One aspect that could prove Milo to being a serial-killer with a vampire delusion is that during a conversation Milo has with a school-counselor, a reference is made with Milo having killed animals. Serial-killers are known for starting with animals. We never get to know if Martin started out like this too, though this could have easily been the case.

While Martin sedates his victims to eventually overpower them, Milo has a very different tactic. Milo uses his appearance as a child as bait, waiting until his victims come close enough so he can leap at them and quickly slash their jugular with a blade hidden in a makeshift pen.
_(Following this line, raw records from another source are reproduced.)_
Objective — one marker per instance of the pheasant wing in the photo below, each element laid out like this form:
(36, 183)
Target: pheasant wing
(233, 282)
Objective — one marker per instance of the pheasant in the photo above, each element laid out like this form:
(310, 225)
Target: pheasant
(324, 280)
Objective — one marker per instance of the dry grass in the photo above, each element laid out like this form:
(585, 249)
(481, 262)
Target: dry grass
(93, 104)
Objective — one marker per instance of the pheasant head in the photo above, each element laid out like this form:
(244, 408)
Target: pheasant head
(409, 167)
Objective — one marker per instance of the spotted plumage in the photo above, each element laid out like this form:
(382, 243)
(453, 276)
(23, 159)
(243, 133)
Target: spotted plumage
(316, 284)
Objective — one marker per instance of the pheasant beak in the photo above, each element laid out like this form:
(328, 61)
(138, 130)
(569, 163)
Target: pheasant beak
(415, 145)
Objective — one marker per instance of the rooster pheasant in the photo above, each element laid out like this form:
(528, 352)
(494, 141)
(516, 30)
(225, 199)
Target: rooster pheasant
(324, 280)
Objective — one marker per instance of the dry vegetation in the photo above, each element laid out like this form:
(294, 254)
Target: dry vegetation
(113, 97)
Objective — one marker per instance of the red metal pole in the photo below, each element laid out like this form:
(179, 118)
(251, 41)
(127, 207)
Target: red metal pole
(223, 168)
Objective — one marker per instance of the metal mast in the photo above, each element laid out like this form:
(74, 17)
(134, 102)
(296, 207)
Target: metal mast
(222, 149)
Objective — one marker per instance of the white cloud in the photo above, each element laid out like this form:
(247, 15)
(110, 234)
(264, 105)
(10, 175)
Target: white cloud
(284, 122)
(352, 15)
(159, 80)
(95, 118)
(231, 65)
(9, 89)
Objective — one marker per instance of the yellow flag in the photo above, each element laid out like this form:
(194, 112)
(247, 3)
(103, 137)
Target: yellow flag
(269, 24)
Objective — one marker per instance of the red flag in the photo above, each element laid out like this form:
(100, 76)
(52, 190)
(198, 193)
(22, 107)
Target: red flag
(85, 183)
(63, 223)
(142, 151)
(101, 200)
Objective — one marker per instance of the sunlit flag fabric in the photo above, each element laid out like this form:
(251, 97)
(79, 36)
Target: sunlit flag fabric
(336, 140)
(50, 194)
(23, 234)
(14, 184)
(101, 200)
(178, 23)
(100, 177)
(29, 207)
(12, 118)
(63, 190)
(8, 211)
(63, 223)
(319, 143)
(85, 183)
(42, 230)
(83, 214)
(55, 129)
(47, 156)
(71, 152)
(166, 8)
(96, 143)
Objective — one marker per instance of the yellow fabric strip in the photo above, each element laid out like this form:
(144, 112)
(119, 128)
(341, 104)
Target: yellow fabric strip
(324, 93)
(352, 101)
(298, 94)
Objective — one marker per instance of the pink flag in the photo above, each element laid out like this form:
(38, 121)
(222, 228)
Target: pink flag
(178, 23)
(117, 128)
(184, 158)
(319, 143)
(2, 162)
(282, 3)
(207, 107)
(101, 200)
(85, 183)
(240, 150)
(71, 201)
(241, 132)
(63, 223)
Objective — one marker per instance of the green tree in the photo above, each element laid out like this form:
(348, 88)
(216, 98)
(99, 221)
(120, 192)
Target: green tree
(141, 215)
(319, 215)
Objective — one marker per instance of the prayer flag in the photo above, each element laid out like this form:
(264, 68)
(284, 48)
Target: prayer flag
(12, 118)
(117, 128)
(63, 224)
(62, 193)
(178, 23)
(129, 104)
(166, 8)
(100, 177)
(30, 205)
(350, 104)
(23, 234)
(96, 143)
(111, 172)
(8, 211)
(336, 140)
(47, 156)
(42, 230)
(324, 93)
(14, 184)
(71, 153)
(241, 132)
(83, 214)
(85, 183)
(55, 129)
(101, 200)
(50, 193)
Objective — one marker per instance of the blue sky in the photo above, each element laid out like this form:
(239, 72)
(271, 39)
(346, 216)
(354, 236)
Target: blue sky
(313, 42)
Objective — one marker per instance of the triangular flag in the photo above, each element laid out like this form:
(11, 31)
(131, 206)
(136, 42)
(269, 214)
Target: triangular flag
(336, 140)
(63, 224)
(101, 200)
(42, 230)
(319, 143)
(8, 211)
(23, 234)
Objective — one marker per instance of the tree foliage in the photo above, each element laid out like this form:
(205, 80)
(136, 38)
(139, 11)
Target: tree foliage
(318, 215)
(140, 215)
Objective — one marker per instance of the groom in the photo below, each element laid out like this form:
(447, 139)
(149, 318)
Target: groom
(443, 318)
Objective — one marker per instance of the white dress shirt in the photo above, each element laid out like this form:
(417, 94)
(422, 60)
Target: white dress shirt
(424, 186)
Martin also has a specific target. Even though he does kill men, he’s mostly on the prowl for woman, like a typical serial-killer. Milo has no qualms in killing any victim. In The Transfiguration’s most harrowing scene, he even kills a child when she witnesses him killing his drunken father.

Martin does show a savage side when interlocutors intrude upon his fantasy. When he comes into the bedroom of one of his chosen victims, he finds a strange man there. When he finally catches up to the man, he kills him slowly him slowly by driving a piece of wood into his throat (courtesy of Tom Savini’s practical effects), all the while angrily telling him that he ”wasn’t supposed to be there.”

Martin doesn’t just want to drink their blood, he wants to abuse their bodies. In his own way he loves them and doesn’t want them to feel pain so when he’s done with them, he slashes their wrist with a razor-blade and let’s the blood spray in his face, which seems to give him orgasmic pleasure.

The difference in their murder habits is also strongly evident in the use of music. With The Transfiguration, we hear this continuously thumping sound, cold and monotone. We are watching an animal video, we are watching a predator take down a prey.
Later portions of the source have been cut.